Search code examples
web-scrapingscrapyreddit

AttributeError: 'NoneType' object has no attribute 'css'. Trying to scrape old reddit but geting this error


I'm trying to scrape the old reddit but every time I get this error:

>>> response.css('div')

Traceback (most recent call last):

File "<console>", line 1, in <module>

AttributeError: 'NoneType' object has no attribute 'css'

Am I doing something wrong or can you not scrape the old reddit?

This is the log:

[scrapy.core.engine] DEBUG: Crawled (200) <GET https://old.reddit.com/robots.txt> (referer: None)
2020-11-02 14:56:09 [scrapy.downloadermiddlewares.redirect] DEBUG: Redirecting (301) to <GET https://old.reddit.com/> from <GET http://old.reddit.com>
2020-11-02 14:56:09 [scrapy.downloadermiddlewares.robotstxt] DEBUG: Forbidden by robots.txt: <GET https://old.reddit.com/>

Solution

  • You are getting this error because you received an empty response (None). So you are trying to call the .css() method in a empty variable. The reason why you received None and not the expected response object is because your spider filtered the request.

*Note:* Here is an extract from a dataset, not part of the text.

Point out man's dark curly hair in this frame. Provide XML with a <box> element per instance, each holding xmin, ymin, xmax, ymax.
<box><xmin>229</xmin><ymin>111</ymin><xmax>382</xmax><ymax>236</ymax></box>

    You can see in this line of your execution log:

    2020-11-02 14:56:09 [scrapy.downloadermiddlewares.robotstxt] DEBUG: Forbidden by robots.txt: <GET https://old.reddit.com/>
    

    The requested URL is not allowed by the site's robots.txt. You can disable this filter by changing in your spider's settings.py in the line ROBOTSTXT_OBEY. To disable it use:

    ROBOTSTXT_OBEY = False
    

    This will cause your spider to ignore robots.txt for ALL requests. (Read more)

    However respecting the robots.txt rules is considered a good practice (even ethical one may say) in webscraping. More details on the robots.txt standard here.